Таня щелкает зажигалкой и делает огромный жадный вдох, заполняя легкие едкой горечью горящего фильтра. Последняя сигарета погибла напрасно. Позади начинается какая-то суета; прошло уже почти три минуты, и всякой немой сцене рано или поздно приходит конец. Ей ни к чему оборачиваться. Она разглядывает исцарапанную ладонь своего мужа, дрожащую на Сониных заиндевевших волосах. Смотрит, как он плачет.
– Соня, – всхлипывает Петюня, склонившись так низко, что губы его почти касаются застывшего Сониного лица. – Сонечка.
Таня смотрит теперь только на него. И запоминает.
Оскар встает и тщательно, двумя руками счищает снег со своей клетчатой куртки, затем нагибается и отряхивает колени. Хлопает одетыми в перчатки ладошками.

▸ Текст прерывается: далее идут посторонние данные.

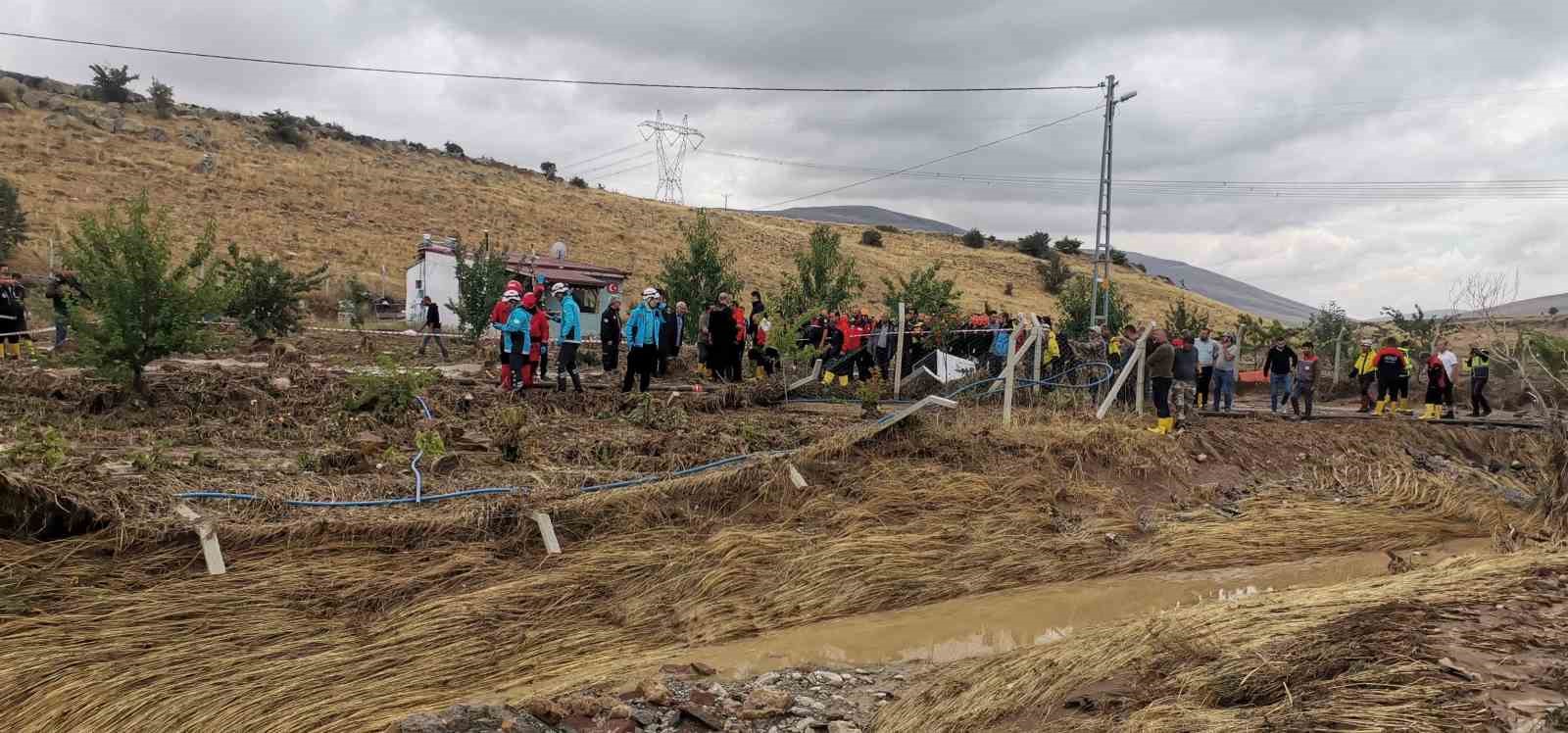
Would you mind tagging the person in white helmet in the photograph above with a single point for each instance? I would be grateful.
(571, 337)
(514, 339)
(642, 340)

– Я принесу веревки, – говорит он. – Нужно поднять тело.
Глава восьмая
Поднятое Сонино тело оказывается похоже на манекен из магазина спорттоваров. На неудачную гипсовую скульптуру из ЦПКиО. На девушку без весла. Непобедимый rigor mortis, усиленный ночным морозом, не позволил вернуть на место раскинутые в стороны руки и помешал выпрямить согнутое колено, так что семьсот метров до Отеля им приходится нести ее как растопыренную твердую куклу. Как деревянное распятие. Чертов Оскар, вернувшийся с веревками, не догадался захватить ни пледа, ни одеял, и, оскальзываясь на хрустящих кромках дорожки, слишком узкой для четверых идущих парами мужчин, они все время видят тени облаков и черных веток, скользящих по стеклянной поверхности ее заледеневших щек. Повернуть ее лицом вниз они все-таки не решились; этому телу достаточно выпало унижений. Хмурый гаденыш обиженно топает впереди и не оборачивается. Кажется, он вот-вот ускорит шаг. Перейдет на бег. Оторвется от них и исчезнет за поворотом, в беззвучной белизне. Сгинет. И, добравшись до Отеля, они обнаружат только наглухо запертую дверь, за которой не окажется никого.